“Sport is a lonely place. Only the fittest truly survive’ · The42

A miserable Monday morning but both Kellie Harrington and Ellen Keane are in flying form.

Against all odds for Keane, who is currently isolating after testing positive for Covid-19 and having her World Cup preparations messed up.

However, she will continue to smile, as will Harrington, despite the tough questions thrown at her amid the ongoing Irish boxing controversy.

The Olympic and Paralympic gold medalists have been the subject of numerous media calls after being announced as sporting ambassadors for Dublin City Council. They cover a lot of ground in back-to-back interviews. Separately. Their respective careers, their current situation and their exciting new roles.

Two proud Dubliners who love to give back. And of course keep going.

At one point, Harrington is asked about Keane and the unfortunate card she treated with Covid.

“God, I know,” she frowns. “Actually, I just texted her yesterday. I know she’s supposed to go to her camp tomorrow and then to the world championships.

“I’m only writing to her because I was in that position and obviously had to pull out the world championships. I said, ‘Look, Ellen, I know it’s not easy and your head is probably going to be a mess right now, but look, it’s next year that really counts. Next year is the big year. I just went through it all myself, if you need to talk, pick up the phone, give me a call and I’ll meet you for a cup of tea or coffee [after her isolation].’

“I was there.”

Harrington missed the recent World Championships in Istanbul, where Amy Broadhurst and Lisa O’Rourke both won gold, through injury.

The 32-year-old was unwilling to clarify the nature of the setback but described it as “a small issue” but revealed she hopes to be able to spar again in early July ahead of the European Championships in October.

“I’m slowly but surely coming back and taking care of my physical and mental health,” she notes.

It’s tough and unforgiving in elite sport, as both Harrington and Keane know all too well. Their friendship embodies the brotherhood and camaraderie among elite athletes and what it means.

“It’s great when you win and get out there, everyone wants to get to know you, everyone wants a piece of the pie,” said Harrington. “But if you’re out of competition or you’re losing, there’s only a handful of people who turn to you.

“I’m telling you now, you’ll remember those handfuls of people who reach out to you when you need them faster than you’ll remember the people who just say ‘congratulations’ when you win.

“Usually the people who come forward are your family. Obviously other people have come forward as well, but it’s your family and other athletes who have come forward. I think the people who will come forward are the ones who have been there and know what it’s like to be there because it’s a lonely place.

“Sport makes you lonely. Only the strongest truly survive.”

Source: Dublin City Council/YouTube

Keane is the embodiment of that. Her journey to this point is well documented: from a confident “one-armed girl” to a Paralympic champion after 13 years as a high-performance athlete.

Paris 2023 will be her fifth Games after making her debut in Beijing in 2008, aged just 13, becoming Ireland’s youngest Paralympian. Rio 2016 brought a bronze medal, but she was on top of the podium in Tokyo in the same 100m breaststroke SB8 event.

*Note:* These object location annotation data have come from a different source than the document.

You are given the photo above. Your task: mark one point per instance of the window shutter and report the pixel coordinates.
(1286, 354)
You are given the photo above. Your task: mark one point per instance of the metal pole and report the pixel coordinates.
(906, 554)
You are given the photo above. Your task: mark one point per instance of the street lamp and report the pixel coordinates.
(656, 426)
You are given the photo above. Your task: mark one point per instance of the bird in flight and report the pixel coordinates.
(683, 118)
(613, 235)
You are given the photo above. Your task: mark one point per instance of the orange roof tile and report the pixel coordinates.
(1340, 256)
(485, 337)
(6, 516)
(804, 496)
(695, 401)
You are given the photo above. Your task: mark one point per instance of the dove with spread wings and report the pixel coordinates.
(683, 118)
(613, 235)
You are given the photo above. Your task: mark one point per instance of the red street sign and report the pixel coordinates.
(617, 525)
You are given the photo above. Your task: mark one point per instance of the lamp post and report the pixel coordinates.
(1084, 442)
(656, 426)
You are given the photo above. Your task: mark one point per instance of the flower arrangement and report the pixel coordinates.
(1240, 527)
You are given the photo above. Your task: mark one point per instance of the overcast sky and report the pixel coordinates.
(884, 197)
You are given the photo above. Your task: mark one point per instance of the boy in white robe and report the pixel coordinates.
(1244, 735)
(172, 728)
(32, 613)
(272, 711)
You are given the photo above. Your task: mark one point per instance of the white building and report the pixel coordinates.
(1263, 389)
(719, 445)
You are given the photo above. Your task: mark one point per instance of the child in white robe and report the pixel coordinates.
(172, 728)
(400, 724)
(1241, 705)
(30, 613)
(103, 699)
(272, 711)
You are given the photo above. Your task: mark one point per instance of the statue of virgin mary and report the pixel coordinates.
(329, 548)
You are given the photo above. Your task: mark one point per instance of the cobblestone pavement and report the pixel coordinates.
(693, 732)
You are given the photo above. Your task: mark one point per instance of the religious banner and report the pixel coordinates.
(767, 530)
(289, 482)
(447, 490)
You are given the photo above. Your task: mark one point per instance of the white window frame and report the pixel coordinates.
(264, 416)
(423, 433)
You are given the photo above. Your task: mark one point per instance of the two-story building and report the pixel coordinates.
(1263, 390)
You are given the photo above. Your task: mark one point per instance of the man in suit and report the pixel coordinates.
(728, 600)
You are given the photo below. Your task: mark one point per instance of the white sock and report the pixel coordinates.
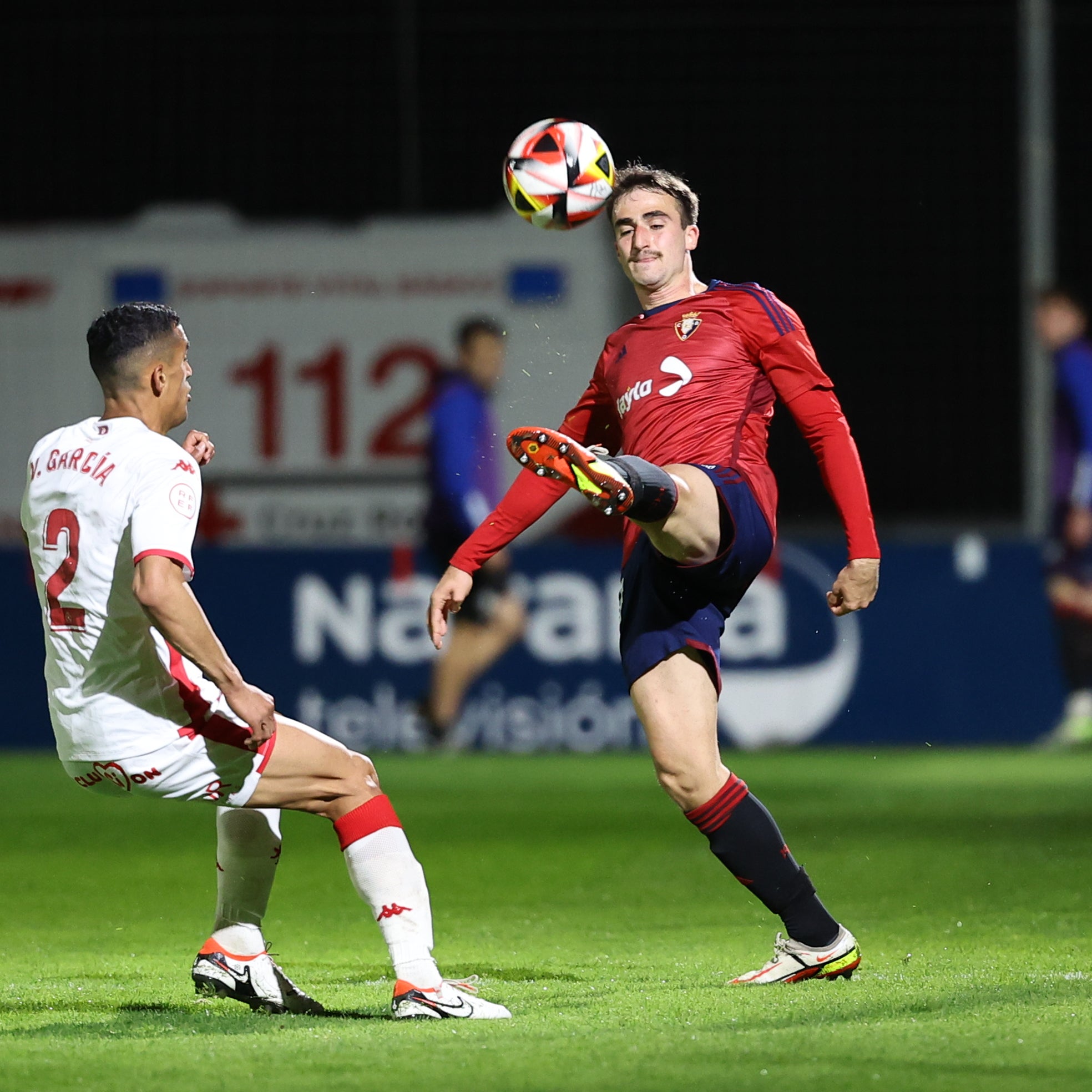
(390, 881)
(248, 848)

Things are very different now.

“You know, it’s almost easier to come back from games and not win gold than to come back from games and win gold,” she explains.


Get closer to the stories that matter with exclusive analysis, insights and discussions in The42 Membership.

become a member

“You come back from the games and you’re so motivated because you’re like, ‘I want to win a gold medal. How do I win a gold medal?’ And then when you win the gold medal, you come back and you’re like, ‘Okay, what do I do now?’

“You did what you wanted to do and what you always said you dreamed of and when you come home the low is a lot deeper than it has been in the past. It’s almost like, ‘Am I staying, am I not staying?’

“The reason I chose to stay and not retire was because I know so many athletes who have retired and I know so many athletes whose bodies they may have given up that hurt them through no fault of their own could have been that they can’t continue in the sport and I know how privileged I am that I’m still fit, still competitive. And I know I’m capable of more.

“I think that’s why I chose Dancing with the Stars because I was like, ‘I want to stay, but I just need a little break in my mind from the competition.’ This break made me really hungry to come back and this is what I was waiting for. I was looking for hunger again.

“It’s the end of the season and it’s a new beginning, now the 2022/2023 season is coming and heading to Paris. I’m very excited. I’m enjoying this year and will enjoy competing in Madeira, but I’m really looking forward to being a top performer in the next cycle to follow.”

“What I did in the past and particularly in Tokyo was 2021 Ellen. It’s 2022 now and I’ll have to see where I get in 2024,” Keane adds.

Same goes for Kelly.

Two champions. Two proud Dubliners ready to move on. Together.